3. Identify and support high potential sectors
These are exciting times for technology and disruption. Arguably there is a greater rate of technological development now than at any time in history. We need to identify technologies with export potential, sponsoring them while they achieve critical mass and facilitating their penetration of export markets. We have some incredibly innovative companies that have huge potential, but that don’t have the resources or the channels to market to drive export sales. Let’s make sure we grab the chance to have a world leading artificial intelligence industry, or an autonomous vehicle industry. What are the industries of tomorrow, who are our future champions, and what can be done to make sure the UK is in the lead.
4. Use government influence overseas
The UK has one of the world’s best diplomatic services, supported overseas by an excellent network of trade advisers and other organisations. What could be better is the strategic ‘top cover’ – an aligned programme of ministerial and diplomatic engagement focused ruthlessly on priority sectors, countries and companies. In most parts of the world outside the EU, government support is incredibly useful, but it could be more strategic. What can government do to initiate opportunities in target markets? What is in the ministerial ‘toolkit’ – for example funding initial studies for major new overseas projects? Proposing collaboration agreements between local and UK industries to address specific issues? Recommending companies or consortia for particular opportunities?

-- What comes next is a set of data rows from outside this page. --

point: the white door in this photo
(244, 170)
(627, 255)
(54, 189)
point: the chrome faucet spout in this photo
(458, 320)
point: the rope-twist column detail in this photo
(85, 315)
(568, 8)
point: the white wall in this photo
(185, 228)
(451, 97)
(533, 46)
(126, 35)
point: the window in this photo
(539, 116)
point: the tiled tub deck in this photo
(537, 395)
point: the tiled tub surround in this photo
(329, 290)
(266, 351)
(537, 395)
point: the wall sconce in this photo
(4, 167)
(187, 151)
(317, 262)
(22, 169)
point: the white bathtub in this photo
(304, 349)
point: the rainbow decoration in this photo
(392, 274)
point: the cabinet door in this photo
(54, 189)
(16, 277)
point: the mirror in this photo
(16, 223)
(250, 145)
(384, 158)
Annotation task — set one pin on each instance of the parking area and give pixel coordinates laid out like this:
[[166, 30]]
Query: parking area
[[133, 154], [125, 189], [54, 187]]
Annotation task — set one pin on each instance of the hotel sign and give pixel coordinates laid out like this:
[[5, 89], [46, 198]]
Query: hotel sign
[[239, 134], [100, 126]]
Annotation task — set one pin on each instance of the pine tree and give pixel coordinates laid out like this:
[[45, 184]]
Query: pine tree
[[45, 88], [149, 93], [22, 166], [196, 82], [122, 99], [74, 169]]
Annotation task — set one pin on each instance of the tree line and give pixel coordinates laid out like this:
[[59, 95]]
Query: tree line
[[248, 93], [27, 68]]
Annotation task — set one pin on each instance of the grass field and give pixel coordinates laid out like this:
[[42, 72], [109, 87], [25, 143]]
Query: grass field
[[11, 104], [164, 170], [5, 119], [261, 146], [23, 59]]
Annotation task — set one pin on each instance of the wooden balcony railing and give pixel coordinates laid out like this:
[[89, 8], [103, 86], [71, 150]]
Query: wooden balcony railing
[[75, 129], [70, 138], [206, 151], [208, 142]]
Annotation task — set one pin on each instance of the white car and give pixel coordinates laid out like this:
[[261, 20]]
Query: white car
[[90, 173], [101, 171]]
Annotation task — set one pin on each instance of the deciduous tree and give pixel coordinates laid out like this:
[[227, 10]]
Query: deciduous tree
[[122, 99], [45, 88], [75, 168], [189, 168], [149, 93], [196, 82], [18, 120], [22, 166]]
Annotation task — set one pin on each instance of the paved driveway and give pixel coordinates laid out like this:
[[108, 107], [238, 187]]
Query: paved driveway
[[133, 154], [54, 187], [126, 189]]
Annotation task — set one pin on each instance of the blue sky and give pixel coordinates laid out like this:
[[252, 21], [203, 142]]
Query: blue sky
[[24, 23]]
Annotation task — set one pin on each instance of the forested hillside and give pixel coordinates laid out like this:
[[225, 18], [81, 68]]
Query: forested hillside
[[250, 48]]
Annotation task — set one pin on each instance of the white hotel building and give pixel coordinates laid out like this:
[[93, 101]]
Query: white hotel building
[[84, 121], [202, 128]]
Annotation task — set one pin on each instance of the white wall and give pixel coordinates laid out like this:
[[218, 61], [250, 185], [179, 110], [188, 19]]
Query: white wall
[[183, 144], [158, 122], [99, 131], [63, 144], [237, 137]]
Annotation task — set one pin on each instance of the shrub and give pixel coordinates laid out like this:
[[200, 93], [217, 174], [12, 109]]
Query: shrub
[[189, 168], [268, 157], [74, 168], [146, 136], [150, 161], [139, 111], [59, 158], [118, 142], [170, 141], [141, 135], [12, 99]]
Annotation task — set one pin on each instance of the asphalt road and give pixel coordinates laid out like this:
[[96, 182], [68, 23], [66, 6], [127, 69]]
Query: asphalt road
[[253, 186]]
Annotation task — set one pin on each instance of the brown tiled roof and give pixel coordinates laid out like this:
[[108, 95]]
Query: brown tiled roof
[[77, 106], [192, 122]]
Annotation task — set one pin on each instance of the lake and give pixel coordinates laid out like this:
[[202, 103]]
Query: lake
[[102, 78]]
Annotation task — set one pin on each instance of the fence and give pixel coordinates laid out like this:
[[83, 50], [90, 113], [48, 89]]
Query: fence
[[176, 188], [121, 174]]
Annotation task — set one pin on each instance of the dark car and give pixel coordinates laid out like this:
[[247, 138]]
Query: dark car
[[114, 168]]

5. Harness the power of government
The government has called on the private sector to up its game. I agree the private sector needs to respond, but the challenge goes both ways and government could help businesses by being clear on how far it can now go in supporting UK industry. The Prime Minister’s vision of a ‘new, active role’ for government is a welcome change of tone. Government needs to consider how to move beyond just creating the right conditions for success, to a position where it can actively support our key sectors succeed overseas. With strong government support, UK companies will be able to compete better against those companies from countries whose governments actively champion their own industrial winners.
With its focus on industrial strategy, the government has set an ambitious tone that is very welcome. While our negotiators work on achieving the best deals in Brussels and further afield, the rest of us should get on with the business of export.